Peach & Raspberry Crisp
- Reviews 1
Ready In: 1 hr
Serves: 8
Ingredients
- 8 medium firm-ripe peaches (about 2 lbs.)
- 2⁄3 cup sugar
- 2 tablespoons lemon juice
- 1⁄2 teaspoon ground cinnamon
- 2 cups raspberries
- 2⁄3 cup all-purpose flour
- 1⁄4 teaspoon nutmeg
- 1⁄4 cup cold margarine, diced
- low-fat vanilla frozen yogurt (optional)
Directions
- Peel and slice peaches, you should have about 4 cups.

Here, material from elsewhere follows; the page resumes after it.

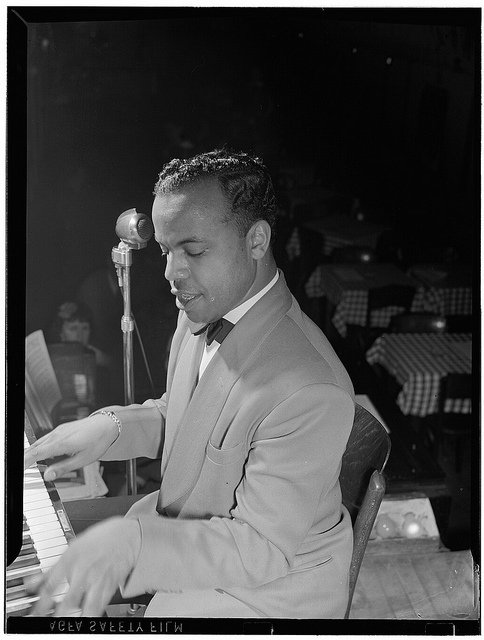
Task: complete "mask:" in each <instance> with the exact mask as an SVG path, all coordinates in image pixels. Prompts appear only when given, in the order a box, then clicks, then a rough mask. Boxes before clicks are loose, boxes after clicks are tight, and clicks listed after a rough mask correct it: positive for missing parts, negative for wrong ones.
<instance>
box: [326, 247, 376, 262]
mask: <svg viewBox="0 0 484 640" xmlns="http://www.w3.org/2000/svg"><path fill="white" fill-rule="evenodd" d="M331 262H338V263H344V262H345V263H353V264H355V263H370V262H377V255H376V253H375V252H374V251H373V249H371V248H370V247H363V246H362V247H358V246H353V245H350V246H347V247H336V249H333V251H332V252H331Z"/></svg>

- In a shallow 1 1/2 to 2-quart casserole, combine peaches, 1/3 C of the sugar, lemon juice, and cinnamon.
- Mix lightly.
- Spread raspberries over peach mixture.
- In a food processor or a medium-size bowl, whirl or stir together flour, remaining 1/3 C.
- sugar and nutmeg until well blended.
- Add margarine; whirl with on-off bursts (or cut in with a pastry blender or 2 knives) until mixture begins to cling together in lumps.
- Spoon over raspberries.
- Bake in a 375°F oven until fruit mixture is bubbly in center and topping is golden brown, about 45 minutes.
- Let cool for at least 10 minutes.
- Serve warm or at room temperature.
- Top with frozen yogurt if desired.